Creating a carbon account for your business

The Australian red meat and livestock industry has set a target to be carbon neutral by 2030 (CN30).

This means in 10 years’ time, Australian beef, lamb and goat production will make no net release of greenhouse gas (GHG) emissions into the atmosphere – but how can producers make a start on working towards this target in their own businesses?

An important first step is to create a carbon account to determine what your net GHG emissions position is, so you can identify strategies to reduce these emissions and improve carbon storage on-farm.

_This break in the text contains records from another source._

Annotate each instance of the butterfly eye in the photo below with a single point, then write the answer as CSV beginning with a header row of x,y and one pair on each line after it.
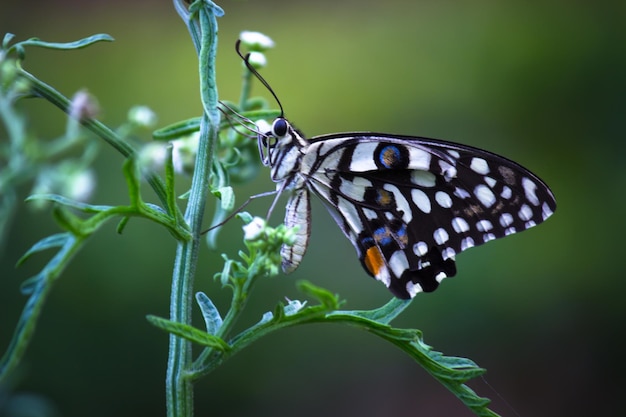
x,y
279,127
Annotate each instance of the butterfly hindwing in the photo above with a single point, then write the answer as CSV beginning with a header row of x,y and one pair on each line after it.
x,y
409,205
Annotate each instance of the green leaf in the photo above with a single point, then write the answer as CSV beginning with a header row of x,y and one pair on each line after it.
x,y
81,43
177,130
64,201
226,196
190,333
325,297
49,242
210,313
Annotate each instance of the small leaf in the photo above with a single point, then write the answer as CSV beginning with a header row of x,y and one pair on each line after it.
x,y
81,43
211,315
190,333
177,130
325,297
49,242
67,202
226,196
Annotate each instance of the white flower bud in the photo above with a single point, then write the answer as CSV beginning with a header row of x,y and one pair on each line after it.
x,y
256,41
253,230
257,60
142,116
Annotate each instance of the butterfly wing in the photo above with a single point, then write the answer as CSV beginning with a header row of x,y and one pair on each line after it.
x,y
409,204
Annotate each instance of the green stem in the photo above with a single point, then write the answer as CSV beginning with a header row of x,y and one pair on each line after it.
x,y
47,92
179,387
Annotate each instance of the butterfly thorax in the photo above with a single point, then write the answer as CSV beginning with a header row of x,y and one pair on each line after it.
x,y
282,149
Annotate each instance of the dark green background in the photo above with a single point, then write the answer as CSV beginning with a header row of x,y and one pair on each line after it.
x,y
540,82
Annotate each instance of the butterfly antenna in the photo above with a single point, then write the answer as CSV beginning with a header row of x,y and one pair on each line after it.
x,y
246,60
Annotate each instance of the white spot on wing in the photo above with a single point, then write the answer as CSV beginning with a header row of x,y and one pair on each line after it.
x,y
461,193
484,195
370,214
448,253
447,170
491,182
419,159
484,225
398,263
441,236
488,236
530,189
421,200
440,276
505,219
525,213
420,248
467,243
460,225
479,166
363,157
423,178
546,211
443,199
413,289
401,203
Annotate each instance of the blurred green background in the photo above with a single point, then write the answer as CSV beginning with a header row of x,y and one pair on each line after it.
x,y
543,83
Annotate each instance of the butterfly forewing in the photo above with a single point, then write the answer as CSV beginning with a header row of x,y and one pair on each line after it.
x,y
410,204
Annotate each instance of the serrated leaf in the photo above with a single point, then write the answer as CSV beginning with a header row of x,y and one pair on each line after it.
x,y
49,242
210,313
81,43
177,130
226,196
67,202
325,297
190,333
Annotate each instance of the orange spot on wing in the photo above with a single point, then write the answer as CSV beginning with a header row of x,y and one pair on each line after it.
x,y
374,260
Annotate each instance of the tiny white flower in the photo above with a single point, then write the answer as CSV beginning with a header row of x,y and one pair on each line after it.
x,y
152,156
256,41
142,116
184,153
257,60
84,106
293,307
254,229
81,185
263,126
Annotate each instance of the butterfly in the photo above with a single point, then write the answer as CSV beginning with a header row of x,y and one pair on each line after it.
x,y
408,204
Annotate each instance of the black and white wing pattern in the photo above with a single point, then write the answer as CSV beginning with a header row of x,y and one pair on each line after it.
x,y
409,205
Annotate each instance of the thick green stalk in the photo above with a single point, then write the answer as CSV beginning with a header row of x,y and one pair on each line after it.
x,y
179,387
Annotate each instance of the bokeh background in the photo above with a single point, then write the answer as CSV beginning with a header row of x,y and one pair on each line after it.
x,y
543,83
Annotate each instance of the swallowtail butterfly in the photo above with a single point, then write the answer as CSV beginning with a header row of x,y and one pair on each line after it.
x,y
408,204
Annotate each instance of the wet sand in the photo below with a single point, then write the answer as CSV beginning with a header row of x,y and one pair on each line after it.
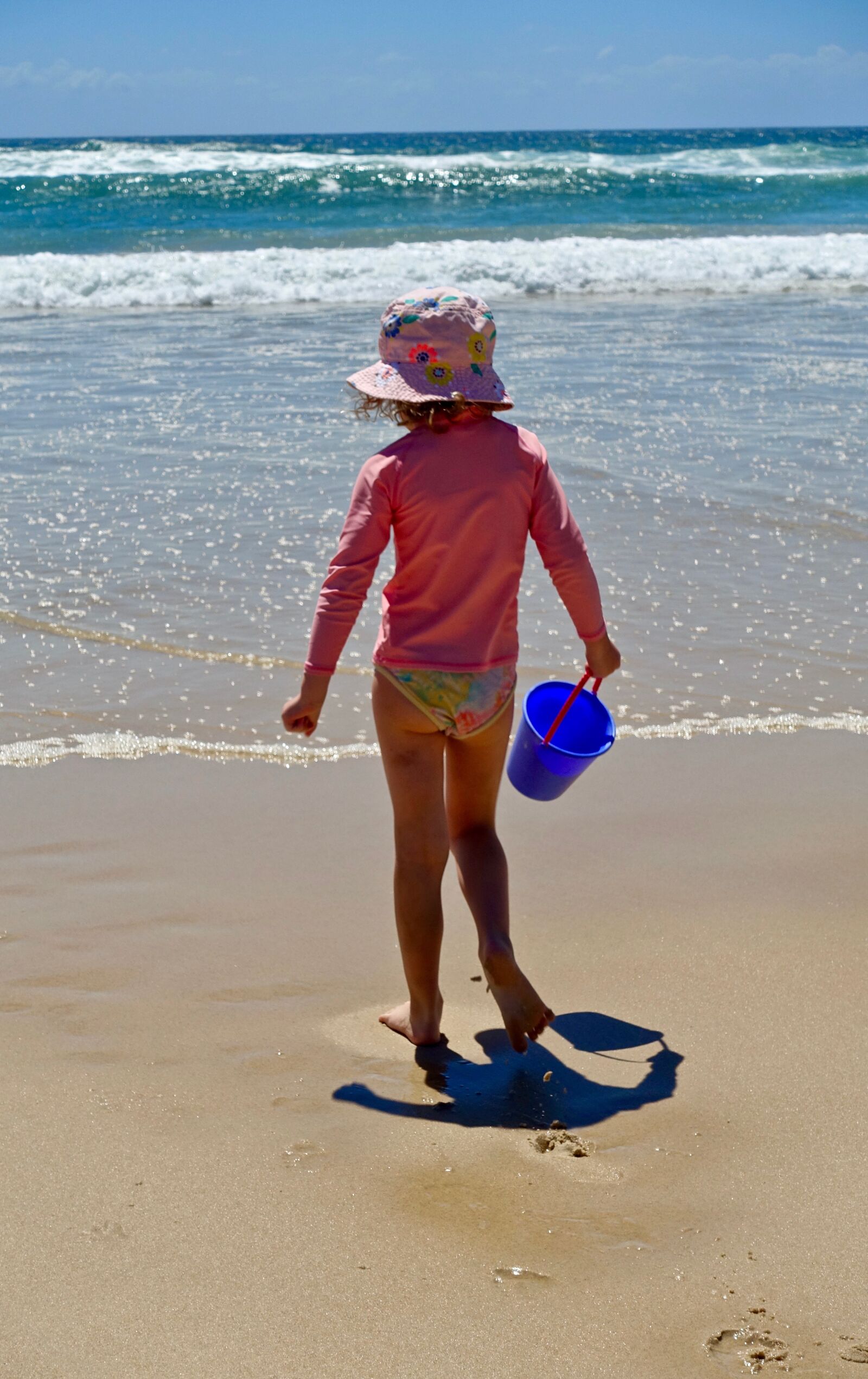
x,y
219,1164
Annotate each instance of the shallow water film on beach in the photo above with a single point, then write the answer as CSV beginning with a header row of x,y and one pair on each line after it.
x,y
176,480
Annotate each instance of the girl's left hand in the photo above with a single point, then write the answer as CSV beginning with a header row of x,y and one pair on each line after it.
x,y
301,713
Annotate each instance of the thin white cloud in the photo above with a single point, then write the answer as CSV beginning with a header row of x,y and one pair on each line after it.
x,y
64,76
691,75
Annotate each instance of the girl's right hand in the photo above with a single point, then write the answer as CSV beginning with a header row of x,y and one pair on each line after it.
x,y
301,713
602,657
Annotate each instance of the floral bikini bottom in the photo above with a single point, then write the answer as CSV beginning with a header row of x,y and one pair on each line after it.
x,y
460,703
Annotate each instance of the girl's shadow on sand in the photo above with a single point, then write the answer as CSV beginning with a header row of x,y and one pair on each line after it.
x,y
511,1093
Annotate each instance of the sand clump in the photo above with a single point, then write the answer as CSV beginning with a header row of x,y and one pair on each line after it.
x,y
559,1138
747,1349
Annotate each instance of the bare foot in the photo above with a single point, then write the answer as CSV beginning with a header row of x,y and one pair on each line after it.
x,y
419,1029
525,1013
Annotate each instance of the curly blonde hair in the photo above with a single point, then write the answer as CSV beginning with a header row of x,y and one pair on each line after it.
x,y
434,414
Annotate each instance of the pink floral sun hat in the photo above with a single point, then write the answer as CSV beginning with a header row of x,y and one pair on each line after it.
x,y
435,344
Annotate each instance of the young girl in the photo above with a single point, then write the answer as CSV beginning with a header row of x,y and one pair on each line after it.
x,y
460,491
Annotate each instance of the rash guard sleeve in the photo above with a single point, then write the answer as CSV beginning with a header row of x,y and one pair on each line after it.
x,y
363,538
565,555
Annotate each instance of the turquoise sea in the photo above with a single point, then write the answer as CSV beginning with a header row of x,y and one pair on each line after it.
x,y
682,316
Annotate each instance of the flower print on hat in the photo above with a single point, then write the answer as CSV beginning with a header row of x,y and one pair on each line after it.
x,y
439,374
423,355
431,340
478,348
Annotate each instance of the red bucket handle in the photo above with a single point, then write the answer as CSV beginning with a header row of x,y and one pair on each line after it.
x,y
569,704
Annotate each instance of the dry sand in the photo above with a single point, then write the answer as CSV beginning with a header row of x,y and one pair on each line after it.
x,y
216,1161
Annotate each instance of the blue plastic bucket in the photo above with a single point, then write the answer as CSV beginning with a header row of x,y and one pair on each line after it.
x,y
544,771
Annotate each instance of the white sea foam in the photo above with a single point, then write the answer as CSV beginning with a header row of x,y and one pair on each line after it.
x,y
131,746
112,159
576,265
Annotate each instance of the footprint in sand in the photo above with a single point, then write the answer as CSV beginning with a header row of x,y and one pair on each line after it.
x,y
94,981
273,992
857,1353
108,1230
747,1350
303,1153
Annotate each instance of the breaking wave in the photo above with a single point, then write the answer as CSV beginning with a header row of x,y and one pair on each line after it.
x,y
576,265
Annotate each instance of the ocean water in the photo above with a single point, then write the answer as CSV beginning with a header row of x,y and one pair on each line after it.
x,y
682,317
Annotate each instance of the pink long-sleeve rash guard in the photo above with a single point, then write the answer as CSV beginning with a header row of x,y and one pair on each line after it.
x,y
461,504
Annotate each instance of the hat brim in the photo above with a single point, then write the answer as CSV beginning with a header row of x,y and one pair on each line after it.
x,y
410,384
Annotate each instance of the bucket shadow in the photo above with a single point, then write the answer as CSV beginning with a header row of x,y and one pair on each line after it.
x,y
508,1091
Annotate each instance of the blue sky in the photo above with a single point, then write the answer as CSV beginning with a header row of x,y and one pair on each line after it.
x,y
228,67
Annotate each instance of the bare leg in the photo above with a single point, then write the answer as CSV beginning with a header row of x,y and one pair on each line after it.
x,y
413,757
474,770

MLA, Toowoomba and Surat Basin Enterprise Food Leaders Australia, and Integrity Ag & Environment Pty Ltd recently ran a carbon accounting workshop for producers to help them generate a carbon account for their own enterprise.

The workshop will be used to develop a carbon accounting training manual (due for release later this year), as well as case studies to help producers get on the front foot and maintain or improve their productivity while reducing emissions.

Here, MLA’s CN30 Manager Margaret Jewell and workshop presenter Steve Wiedemann of Integrity Ag & Environment answer three questions producers may have about carbon accounting.

What is carbon accounting?

Carbon accounting is the process producers can use to determine their annual net GHG emissions position.

There are two main elements of a carbon account:

Annual GHG emissions

These come from:

  • carbon dioxide from fossil fuels used for electricity, transport and inputs such as fertiliser and supplementary feed
  • nitrous oxide from fertiliser application and livestock manure
  • enteric methane produced when ruminants digest food.

Carbon stocks on-farm

These stocks are of carbon which has been removed from the atmosphere and stored in vegetation and soils.

Why is carbon accounting important?

Calculating baseline carbon emissions and stored carbon is an essential first step for producers who are considering opportunities arising from low or zero carbon red meat, such as carbon-neutral branded products.

A carbon account can be used in on-farm decision making and sets a benchmark to show progress over time.

Just as financial accounting aids financial decision making and reporting, carbon accounting aids decision making and reporting around how carbon is – or is not – used on-farm.

How can I create a carbon account?

The University of Melbourne has created a free spreadsheet for producers to enter their GHG emissions and calculate the emissions component of their carbon account.

Download the carbon accounting calculator form:

The carbon storage component can be generated by measuring or modelling land using spatial data as well as data collected as part of any soil carbon methodologies.

Three tips for carbon accounting

  1. Accurate data collection is essential, so make sure you’re collecting the information required to create a carbon account such as:
  • different classes of livestock
  • weaning/turn-off rates
  • live weight gains
  • livestock numbers
  • inputs and outputs such as fuel, fertiliser and fodder.
  • Know the different land and vegetation types across your property so you can easily identify areas to build carbon stocks.
  • Identify information gaps early on so you can find the answers and build a strong foundation for your carbon neutral plan.